I had a cron job that ran every hour parsing data from our commissions table. This commissions table had millions of rows including two fields: Google Click IDs and the conversion timestamp. Google Click IDs (gclid) are up to 100 characters long, and when combined with a timestamp, can tell Google which ad click resulted in a conversion on our platform.

My cron job needed to upload new commissions to Google’s API but only if the commission hadn’t been uploaded before (ex. the first instance of a gclid + conversion timestamp combination). Because multiple commissions can have the same gclid and timestamp, I needed to search for all commissions with the same gclid and timestamp, get the first one, and upload that one to Google.

The Problem

I needed a way to perform SELECT queries quickly for each of the commission records I processed. My first thought was to reach for a composite index containing the gclid and the conversion timestamp.

Since the gclid and timestamp are both long fields and the gclid can be up to 100 characters in length, I was concerned about the file size of the index on the database. Even though the speed would probably be fine, the size of the index could get pretty unruly. Was there a more efficient way to index these fields without sacrificing querying speed?

My Solution

Rather than using a composite index, I decided to use an MD5 hash with the concatenation of the gclid and timestamp fields. Because I was searching on these fields combined, I could create a new computed field in MySQL. This way if one of the two fields (gclid or conversion timestamp) ever changed, the MD5 hash would be recalculated as well.

Because all MD5 hashes have fixed lengths, I could also take advantage of a smaller field and index size by storing it as a binary blob. This would also make the index faster to search. MD5 hashes can fit inside a 16-byte binary field.

Here’s how I created the computed field:

-- Create the new, computed field to store the MD5 hash
ALTER TABLE commissions
ADD COLUMN gclid_conversion_timestamp_hash BINARY(16) 
AS (UNHEX(MD5(CONCAT(gclid, conversion_timestamp))) STORED;

-- Create an index on the new field
CREATE INDEX gclid_conversion_timestamp_hash_index ON commissions (gclid_conversion_timestamp_hash);

Let’s work through the new stored field from the inner most parenthesis outwards:

CONCAT(gclid, conversion_timestamp): This concatenates the gclid and conversion timestamp fields together.
MD5(...): This calculates the MD5 hash of the concatenated fields.
UNHEX(...): This converts the MD5 hash to a binary blob which is then stored in the binary(16) field.

It should be noted that if we want to go the other way (from binary to MD5 hash), we can use the HEX function:

-- Get the MD5 hash from the binary field
SELECT HEX(gclid_conversion_timestamp_hash) FROM commissions;

-- Get a record by an MD5 hash
SELECT * FROM commissions WHERE gclid_conversion_timestamp_hash = UNHEX("known_md5_hash");

Some Trade-offs

I would not be a good developer unless I threw in some “it depends on your situation” caveats.

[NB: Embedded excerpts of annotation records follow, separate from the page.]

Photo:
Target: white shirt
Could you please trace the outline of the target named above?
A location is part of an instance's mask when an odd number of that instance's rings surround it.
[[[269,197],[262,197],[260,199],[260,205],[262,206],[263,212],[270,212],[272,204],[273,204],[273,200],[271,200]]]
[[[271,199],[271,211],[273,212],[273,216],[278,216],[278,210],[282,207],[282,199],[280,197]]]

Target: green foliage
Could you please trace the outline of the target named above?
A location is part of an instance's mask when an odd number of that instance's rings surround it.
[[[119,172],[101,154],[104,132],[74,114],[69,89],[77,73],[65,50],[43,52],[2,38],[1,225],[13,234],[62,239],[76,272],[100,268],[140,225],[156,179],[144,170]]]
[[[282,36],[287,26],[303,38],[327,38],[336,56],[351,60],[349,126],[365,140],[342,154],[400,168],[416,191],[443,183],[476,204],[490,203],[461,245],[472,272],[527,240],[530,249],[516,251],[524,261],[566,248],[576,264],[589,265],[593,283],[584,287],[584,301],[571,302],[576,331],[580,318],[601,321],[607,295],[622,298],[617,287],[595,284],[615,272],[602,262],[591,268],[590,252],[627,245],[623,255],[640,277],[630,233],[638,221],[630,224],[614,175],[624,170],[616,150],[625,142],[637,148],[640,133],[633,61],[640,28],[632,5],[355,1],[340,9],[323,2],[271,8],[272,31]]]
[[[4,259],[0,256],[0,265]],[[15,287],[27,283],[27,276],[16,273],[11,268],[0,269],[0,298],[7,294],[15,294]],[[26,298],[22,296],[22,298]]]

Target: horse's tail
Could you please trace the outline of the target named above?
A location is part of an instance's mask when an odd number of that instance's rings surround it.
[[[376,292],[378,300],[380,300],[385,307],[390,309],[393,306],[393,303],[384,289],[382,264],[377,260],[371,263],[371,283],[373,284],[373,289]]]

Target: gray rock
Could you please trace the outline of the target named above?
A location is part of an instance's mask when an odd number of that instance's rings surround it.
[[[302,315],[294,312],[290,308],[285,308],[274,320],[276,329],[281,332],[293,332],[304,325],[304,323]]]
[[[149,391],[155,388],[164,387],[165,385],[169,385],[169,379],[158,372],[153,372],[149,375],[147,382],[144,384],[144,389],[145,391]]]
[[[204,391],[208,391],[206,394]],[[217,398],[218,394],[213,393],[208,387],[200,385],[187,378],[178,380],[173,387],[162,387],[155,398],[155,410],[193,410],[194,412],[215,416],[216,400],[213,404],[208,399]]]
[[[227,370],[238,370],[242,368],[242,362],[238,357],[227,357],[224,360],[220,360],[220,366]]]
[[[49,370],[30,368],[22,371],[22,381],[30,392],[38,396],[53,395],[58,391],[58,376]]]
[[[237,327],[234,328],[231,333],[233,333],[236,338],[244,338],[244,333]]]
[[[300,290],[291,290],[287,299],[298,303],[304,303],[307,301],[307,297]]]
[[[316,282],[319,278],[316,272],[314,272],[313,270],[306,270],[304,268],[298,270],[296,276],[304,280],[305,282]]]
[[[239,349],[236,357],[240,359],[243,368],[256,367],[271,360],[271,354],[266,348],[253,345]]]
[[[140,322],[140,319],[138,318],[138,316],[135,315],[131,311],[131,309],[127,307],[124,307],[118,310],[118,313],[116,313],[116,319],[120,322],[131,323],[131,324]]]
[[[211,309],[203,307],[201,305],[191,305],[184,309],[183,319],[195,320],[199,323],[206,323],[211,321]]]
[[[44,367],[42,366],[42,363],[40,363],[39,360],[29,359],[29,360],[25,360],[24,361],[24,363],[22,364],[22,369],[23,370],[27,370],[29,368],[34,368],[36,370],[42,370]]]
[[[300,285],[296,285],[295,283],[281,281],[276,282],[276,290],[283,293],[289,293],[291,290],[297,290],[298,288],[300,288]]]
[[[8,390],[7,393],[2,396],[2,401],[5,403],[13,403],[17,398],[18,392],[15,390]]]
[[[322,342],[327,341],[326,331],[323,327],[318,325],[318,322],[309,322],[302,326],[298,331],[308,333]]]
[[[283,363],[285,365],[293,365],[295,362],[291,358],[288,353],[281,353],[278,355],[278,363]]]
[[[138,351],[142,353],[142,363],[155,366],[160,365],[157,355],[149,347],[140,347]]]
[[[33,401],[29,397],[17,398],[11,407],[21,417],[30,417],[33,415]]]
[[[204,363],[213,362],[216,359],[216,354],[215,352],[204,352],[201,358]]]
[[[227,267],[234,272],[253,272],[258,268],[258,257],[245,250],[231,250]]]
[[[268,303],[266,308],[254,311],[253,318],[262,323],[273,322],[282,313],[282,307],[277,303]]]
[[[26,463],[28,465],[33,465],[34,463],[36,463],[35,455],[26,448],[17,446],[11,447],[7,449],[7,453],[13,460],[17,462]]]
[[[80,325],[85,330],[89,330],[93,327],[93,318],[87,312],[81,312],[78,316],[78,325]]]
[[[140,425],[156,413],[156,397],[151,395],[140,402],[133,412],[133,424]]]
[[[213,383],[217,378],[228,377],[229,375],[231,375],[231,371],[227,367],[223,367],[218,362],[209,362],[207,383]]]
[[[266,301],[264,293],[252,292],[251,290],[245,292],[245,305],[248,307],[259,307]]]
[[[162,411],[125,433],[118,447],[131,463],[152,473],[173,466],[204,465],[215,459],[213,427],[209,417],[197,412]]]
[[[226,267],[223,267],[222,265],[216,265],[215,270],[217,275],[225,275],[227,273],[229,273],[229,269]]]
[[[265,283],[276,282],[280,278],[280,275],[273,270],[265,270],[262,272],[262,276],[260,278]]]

Here are some things to consider:

The MD5 hashes themselves…

MD5 hashes aren’t reversible. If you need to know the original values of the gclid and timestamp, you’ll need to store them separately. In my case, this was already done for me; the only change I made was creating a new field to store the hash.

MD5 aren’t guaranteed to be unique. If you have a lot of data, you may run into hash collisions. This is a very low probability because the chance of an MD5 hash collision is 1 in 2^128 - a very low chance indeed. If you’re worried about this, you could use a different hash function like SHA-256.

It might be considered unorthodox…

It might be considered a little unorthodox to use computed fields in a database.

Inserts & Updates

Be careful your calculated field isn’t too complex and slow to calculate. The calculations occur on inserts/updates and are included as part of the runtime of the database transaction.

Portability

Not all databases support computed fields. MySQL does, but if you ever need to move to a different database, you may need to rethink your approach.

Complexity

Computed fields can add complexity to your database schema. If you’re working with a team, make sure they understand what you’re doing and why.

Conclusion

This solution has worked really well for me and my team. Our SELECT queries run in fractions of a second now that this new index is in place and the index is stored efficiently. It’s amazing how many records the MySQL database can sort through giving you all results that have the same gclid and conversion timestamp.